Running manuscript analyses

The manuscript analyses are primarily contained within the analyses directory. There, you will find a README that describes what each script does, as well as which script must be run first. We provide an example of how one might run all analyses with the order specified in run_all_analyses.sh. The structure for which output is made depends on config.json. Here, you may change where output get written to, as well as tweak common parameters used for the manuscript.

Once the analyses is run, you may explore the output directories to view various raw data files and plots. For example, with the current configurations running

bash run_all_analyses.sh

Taking roughly 30-40 minutes on a single core, this will produce a directory output/ with the following structure:

output
├── cluster_iels
├── csv
├── dist_matrices
├── hmm
├── iel_clusters
├── json
├── mds
└── z_score

These output here is described in some detail along with the description of each script in analyses/README.md.

Code Description

The main code for the transport package lies in the python directory, which contains various modules. The core of the package lies in the TCRScorer module, which takes two files file_1 and file_2 of TCR sequences as input, and computes the loneliness scores (called "enrichments" in this repo) of all TCRs in the repertoire corresponding to file_2. There is also a RandomizationTest module which can be used to obtain significance estimates for the loneliness scores, although this has not yet been incorporated into TCRScorer or TCRMultiClusterer.
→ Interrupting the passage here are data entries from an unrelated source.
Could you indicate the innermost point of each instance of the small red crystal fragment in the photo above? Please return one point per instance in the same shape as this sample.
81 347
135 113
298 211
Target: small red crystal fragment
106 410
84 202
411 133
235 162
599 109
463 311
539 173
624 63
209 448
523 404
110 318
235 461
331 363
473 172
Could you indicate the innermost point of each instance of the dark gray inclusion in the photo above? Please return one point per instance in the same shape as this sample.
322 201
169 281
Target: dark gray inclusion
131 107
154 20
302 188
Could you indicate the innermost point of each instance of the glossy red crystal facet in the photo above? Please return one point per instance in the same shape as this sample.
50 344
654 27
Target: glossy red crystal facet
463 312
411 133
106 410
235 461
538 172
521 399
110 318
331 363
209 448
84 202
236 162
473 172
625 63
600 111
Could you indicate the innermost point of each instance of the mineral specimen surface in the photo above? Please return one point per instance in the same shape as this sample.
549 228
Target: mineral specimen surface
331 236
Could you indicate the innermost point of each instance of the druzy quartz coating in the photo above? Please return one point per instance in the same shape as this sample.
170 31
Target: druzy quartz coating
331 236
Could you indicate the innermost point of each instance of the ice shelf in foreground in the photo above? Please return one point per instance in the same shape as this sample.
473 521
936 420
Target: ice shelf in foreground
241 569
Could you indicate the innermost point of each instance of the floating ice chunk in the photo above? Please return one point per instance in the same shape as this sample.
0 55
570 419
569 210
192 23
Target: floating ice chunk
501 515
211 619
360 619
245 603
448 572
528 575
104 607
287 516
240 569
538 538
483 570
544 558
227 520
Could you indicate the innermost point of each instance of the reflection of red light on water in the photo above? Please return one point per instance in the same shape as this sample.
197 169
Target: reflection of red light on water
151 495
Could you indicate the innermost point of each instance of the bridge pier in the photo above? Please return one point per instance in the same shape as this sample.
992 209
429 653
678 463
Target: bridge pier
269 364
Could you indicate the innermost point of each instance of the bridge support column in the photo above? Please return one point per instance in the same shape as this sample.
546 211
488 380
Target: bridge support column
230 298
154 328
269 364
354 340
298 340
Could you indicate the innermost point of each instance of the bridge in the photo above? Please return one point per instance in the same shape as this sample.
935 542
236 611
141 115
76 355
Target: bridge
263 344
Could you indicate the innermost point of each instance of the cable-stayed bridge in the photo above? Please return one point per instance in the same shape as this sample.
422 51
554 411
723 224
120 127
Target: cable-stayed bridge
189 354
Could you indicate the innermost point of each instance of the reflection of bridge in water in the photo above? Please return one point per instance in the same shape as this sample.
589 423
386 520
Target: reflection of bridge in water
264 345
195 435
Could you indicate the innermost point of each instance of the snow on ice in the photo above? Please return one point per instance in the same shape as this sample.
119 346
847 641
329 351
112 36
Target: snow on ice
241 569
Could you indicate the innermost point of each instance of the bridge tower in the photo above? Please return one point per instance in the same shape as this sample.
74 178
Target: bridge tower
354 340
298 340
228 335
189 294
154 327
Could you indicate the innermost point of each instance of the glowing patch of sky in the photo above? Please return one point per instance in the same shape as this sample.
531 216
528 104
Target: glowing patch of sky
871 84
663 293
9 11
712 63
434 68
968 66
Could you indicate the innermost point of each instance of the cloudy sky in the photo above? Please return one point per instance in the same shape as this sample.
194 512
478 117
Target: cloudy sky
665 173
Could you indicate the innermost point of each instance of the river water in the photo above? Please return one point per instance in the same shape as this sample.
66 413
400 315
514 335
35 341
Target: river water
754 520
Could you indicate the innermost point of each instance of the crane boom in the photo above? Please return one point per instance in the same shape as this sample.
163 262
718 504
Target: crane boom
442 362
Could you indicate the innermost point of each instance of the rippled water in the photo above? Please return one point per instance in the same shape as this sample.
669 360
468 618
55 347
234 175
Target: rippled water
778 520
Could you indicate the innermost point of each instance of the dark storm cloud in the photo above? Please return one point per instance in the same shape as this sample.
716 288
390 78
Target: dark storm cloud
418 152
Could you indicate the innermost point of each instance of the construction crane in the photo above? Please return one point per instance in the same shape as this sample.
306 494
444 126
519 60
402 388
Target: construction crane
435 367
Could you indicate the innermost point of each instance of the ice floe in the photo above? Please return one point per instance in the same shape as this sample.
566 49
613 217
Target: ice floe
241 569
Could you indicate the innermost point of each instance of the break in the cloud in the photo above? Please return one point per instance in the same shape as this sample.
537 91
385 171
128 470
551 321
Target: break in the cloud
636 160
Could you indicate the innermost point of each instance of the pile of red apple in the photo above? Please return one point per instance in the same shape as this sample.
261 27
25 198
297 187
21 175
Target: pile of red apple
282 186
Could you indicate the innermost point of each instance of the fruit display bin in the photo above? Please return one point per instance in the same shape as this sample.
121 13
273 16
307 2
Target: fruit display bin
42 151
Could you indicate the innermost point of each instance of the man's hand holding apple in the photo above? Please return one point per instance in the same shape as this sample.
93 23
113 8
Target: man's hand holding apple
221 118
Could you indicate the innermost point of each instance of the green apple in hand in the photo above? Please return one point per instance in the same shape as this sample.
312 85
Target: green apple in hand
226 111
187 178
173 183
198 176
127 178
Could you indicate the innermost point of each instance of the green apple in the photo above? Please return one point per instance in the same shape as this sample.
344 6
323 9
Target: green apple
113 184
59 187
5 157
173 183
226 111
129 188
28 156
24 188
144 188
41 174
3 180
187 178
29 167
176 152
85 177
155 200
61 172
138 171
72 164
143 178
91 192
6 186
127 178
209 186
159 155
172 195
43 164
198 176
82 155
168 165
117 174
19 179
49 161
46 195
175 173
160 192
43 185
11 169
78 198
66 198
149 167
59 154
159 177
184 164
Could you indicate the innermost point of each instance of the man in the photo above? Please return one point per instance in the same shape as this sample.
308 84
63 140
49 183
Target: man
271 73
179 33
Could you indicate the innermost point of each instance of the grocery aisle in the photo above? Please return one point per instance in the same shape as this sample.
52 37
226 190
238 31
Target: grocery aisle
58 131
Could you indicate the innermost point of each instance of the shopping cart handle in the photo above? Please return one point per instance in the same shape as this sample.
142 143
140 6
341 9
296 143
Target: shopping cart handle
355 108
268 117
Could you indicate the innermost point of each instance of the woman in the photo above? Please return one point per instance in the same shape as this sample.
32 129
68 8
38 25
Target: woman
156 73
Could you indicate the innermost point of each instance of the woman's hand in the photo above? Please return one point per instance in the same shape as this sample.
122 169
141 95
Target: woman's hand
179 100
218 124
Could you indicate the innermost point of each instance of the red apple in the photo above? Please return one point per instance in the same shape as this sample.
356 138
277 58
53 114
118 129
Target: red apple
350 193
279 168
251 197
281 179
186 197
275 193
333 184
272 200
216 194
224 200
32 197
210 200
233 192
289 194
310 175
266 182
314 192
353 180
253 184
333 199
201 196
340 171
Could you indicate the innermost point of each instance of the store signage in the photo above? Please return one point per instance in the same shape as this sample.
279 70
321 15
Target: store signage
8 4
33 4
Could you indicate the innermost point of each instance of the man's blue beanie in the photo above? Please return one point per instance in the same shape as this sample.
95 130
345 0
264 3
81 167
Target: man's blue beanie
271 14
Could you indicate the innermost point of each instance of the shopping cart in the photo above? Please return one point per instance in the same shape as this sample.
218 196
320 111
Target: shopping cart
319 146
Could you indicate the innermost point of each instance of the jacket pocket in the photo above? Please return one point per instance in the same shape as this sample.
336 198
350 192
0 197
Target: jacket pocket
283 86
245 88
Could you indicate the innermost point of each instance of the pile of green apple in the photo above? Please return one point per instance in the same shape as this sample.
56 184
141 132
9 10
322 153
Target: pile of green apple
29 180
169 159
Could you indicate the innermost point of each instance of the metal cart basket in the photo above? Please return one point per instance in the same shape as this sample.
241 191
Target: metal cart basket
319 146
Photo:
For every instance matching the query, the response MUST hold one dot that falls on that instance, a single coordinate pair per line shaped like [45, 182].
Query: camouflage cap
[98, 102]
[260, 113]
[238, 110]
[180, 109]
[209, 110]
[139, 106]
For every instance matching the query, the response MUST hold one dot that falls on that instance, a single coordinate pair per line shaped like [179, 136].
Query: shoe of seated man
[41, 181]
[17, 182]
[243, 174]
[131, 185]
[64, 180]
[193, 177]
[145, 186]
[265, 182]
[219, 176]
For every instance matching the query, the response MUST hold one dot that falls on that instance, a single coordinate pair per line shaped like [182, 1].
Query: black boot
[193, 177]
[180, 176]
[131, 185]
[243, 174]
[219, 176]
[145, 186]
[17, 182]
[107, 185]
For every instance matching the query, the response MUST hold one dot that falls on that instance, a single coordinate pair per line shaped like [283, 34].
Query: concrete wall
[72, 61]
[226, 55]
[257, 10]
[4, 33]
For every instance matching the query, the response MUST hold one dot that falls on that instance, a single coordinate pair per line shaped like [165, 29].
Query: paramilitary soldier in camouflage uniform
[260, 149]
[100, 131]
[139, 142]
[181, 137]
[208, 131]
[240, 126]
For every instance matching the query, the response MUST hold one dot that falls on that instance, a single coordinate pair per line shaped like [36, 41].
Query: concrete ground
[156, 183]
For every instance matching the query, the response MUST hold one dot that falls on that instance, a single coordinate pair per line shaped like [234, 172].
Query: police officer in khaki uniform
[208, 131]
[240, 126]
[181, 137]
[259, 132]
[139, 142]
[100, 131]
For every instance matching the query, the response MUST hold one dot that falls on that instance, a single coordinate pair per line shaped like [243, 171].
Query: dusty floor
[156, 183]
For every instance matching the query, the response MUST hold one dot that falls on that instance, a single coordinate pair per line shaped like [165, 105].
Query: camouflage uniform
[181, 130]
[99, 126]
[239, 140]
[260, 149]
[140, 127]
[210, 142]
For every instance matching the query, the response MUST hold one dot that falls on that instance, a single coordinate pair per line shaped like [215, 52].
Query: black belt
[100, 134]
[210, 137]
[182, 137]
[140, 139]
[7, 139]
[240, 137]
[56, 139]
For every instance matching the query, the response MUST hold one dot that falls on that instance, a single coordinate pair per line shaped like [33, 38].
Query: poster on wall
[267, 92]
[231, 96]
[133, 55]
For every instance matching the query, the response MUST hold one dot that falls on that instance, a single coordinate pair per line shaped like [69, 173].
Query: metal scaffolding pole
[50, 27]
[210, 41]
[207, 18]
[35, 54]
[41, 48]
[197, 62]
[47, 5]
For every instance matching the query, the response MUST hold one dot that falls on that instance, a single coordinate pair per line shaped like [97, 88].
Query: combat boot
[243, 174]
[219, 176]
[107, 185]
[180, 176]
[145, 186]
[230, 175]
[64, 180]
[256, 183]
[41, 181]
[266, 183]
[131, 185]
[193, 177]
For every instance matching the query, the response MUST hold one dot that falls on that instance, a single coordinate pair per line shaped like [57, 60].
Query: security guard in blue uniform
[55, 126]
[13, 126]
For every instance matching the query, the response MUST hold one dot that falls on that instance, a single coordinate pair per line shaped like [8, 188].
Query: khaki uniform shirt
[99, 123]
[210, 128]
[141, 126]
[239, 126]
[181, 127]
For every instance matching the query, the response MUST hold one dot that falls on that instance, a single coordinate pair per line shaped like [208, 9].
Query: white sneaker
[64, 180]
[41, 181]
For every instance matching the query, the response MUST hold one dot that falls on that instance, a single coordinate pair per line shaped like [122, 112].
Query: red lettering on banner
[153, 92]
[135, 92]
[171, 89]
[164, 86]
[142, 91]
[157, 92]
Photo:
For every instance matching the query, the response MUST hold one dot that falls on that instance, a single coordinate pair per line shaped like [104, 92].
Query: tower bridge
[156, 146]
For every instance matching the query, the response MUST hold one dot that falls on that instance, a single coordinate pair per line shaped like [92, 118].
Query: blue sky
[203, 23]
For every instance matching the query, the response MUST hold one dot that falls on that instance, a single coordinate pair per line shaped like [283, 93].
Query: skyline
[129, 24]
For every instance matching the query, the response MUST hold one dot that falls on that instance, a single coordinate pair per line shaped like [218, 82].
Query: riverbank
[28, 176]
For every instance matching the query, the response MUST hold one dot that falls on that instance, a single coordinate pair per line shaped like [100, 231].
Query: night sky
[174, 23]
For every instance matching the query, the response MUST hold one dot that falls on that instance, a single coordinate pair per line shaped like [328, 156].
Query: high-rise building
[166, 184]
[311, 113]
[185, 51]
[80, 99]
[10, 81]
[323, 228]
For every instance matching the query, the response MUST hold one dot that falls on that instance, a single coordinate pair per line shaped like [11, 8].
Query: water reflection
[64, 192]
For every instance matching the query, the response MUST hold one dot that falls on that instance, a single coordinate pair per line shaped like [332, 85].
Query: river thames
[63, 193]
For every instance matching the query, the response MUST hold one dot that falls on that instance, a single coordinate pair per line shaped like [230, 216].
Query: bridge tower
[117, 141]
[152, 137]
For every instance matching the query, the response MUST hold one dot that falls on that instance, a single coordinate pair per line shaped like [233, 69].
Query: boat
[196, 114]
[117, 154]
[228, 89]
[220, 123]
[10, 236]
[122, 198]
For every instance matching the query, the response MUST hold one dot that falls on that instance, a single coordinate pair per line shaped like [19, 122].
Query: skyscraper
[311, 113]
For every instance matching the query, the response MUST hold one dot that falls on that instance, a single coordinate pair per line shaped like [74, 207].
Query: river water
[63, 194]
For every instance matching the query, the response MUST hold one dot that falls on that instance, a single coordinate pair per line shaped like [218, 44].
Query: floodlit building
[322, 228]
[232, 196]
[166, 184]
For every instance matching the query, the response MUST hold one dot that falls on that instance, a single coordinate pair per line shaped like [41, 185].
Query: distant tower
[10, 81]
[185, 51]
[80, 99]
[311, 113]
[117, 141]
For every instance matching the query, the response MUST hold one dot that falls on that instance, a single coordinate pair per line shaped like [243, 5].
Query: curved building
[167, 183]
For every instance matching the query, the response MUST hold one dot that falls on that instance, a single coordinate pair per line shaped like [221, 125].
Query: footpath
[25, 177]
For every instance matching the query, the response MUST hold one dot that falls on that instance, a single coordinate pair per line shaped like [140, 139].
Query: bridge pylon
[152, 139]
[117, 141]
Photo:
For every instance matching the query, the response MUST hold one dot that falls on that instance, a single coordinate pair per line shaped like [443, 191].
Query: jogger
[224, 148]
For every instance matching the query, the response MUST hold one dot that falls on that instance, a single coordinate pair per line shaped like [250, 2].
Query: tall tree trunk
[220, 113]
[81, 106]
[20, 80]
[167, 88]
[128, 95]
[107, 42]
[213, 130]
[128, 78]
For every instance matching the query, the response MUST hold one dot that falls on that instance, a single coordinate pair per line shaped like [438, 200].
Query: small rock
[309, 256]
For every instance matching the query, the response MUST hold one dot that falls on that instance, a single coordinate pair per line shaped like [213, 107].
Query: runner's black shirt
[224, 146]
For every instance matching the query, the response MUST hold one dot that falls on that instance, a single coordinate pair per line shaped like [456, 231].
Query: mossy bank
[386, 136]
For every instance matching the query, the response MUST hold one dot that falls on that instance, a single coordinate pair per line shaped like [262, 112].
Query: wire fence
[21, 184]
The analyses directory contains various scripts that were used to obtain the results in the transport manuscript. These analyses can serve as illustrative examples of how the package can be used for new users. For example, analyses/combined_replicates.py computes the loneliness scores used to obtain the OT-Tremont, OT-Revere, and OT-Ida clusters discussed in the manuscript. These scripts usually write their results to a location within the root-level output directory.

The R directory contains scripts used to post-process the results from the analyses scripts, and generate plots. These scripts also usually write their results to a location within output.